The Federal Bureau of Investigation (FBI) has issued a warning about the increasing manipulation of end-of-life (EoL) routers by cybercriminals. These outdated devices, no longer receiving critical security updates from vendors, are being turned into proxies for malicious activities, according to a recent advisory.
Cybercriminals are reportedly deploying malware on these vulnerable routers and integrating them into residential proxy botnets. The compromised routers then facilitate a variety of illicit operations, obscuring the identities of the attackers as they engage in activities such as cryptocurrency theft and cybercrime-for-hire. As noted in the FBI advisory, “criminals are selling access to compromised routers as proxies for customers to purchase and use.” [source]

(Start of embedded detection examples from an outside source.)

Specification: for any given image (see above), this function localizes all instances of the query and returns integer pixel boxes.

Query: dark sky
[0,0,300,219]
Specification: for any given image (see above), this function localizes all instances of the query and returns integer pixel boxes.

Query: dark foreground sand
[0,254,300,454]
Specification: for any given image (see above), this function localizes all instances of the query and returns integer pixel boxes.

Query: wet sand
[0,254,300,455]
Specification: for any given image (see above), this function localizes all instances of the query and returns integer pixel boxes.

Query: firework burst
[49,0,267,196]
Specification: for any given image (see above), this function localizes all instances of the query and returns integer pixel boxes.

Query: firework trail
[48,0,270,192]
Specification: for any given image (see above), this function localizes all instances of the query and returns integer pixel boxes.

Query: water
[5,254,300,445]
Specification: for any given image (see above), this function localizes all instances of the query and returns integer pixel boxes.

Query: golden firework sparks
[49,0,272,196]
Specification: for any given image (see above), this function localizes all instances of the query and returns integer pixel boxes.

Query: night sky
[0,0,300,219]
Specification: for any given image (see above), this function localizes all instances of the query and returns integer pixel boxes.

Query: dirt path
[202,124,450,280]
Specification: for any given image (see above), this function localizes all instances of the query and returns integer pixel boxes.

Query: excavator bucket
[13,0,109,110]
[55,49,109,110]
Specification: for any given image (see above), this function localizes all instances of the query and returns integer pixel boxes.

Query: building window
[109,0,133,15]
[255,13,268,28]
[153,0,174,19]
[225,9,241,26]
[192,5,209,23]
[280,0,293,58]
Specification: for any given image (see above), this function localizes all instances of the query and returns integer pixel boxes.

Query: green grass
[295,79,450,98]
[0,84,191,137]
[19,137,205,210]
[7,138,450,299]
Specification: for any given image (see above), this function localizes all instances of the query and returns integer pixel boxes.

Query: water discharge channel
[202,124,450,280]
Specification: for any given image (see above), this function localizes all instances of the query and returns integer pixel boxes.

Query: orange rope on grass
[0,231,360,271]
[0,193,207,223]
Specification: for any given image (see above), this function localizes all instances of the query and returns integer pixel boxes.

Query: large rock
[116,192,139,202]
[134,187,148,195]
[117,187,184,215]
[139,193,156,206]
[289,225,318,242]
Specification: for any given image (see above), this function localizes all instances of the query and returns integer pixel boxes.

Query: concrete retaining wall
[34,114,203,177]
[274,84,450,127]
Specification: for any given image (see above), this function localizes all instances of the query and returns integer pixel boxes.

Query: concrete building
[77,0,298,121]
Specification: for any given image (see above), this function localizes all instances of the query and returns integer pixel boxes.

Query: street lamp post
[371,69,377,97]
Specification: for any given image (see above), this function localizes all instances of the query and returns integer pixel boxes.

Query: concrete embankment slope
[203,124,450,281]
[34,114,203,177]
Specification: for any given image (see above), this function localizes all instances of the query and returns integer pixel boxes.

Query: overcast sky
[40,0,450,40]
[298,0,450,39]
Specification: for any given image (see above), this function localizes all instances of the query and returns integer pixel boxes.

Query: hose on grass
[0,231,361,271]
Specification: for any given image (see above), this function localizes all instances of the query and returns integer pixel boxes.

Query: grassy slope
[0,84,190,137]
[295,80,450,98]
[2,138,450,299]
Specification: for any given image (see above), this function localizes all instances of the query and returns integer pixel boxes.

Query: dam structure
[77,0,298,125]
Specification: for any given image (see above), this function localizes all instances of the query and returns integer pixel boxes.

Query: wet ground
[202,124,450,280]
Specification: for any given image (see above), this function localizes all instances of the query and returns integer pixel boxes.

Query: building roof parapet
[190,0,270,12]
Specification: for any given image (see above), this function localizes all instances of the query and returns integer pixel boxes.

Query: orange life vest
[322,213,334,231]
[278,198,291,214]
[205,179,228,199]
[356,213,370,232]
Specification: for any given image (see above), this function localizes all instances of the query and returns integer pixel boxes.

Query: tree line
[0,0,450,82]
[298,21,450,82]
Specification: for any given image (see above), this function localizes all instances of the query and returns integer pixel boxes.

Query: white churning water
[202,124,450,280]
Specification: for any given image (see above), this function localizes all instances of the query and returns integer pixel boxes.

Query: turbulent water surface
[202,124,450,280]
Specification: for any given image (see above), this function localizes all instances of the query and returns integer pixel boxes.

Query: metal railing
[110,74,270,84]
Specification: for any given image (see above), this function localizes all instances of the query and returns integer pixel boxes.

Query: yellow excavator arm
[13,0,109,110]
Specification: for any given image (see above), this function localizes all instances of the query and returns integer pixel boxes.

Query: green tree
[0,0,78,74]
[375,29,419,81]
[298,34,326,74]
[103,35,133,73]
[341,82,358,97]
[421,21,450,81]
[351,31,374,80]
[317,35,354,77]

Prominent models targeted by these attacks include several old Linksys and Cisco routers, which are particularly susceptible due to known security flaws. Among the commonly exploited models, the advisory lists the Linksys E1200 and E2500, as well as the Cisco M10, all of which have become prime targets for such exploitation.
Moreover, the FBI indicates that state-sponsored actors have been using these vulnerabilities not just for cybercrime but for espionage operations aimed at critical U.S. infrastructure. The agency highlights a concerning trend where compromised routers have shown up in operations associated with a variant of malware known as “TheMoon.” This software allows attackers to install proxies on infected routers to enhance their operational secrecy. [source]
To mitigate these risks, the FBI strongly advises consumers to replace EoL routers with newer devices that receive regular security updates. If replacement is unfeasible, they recommend updating the firmware from the vendor’s official site, changing default login credentials, and disabling remote administration features to reduce exposure to potential botnet infections.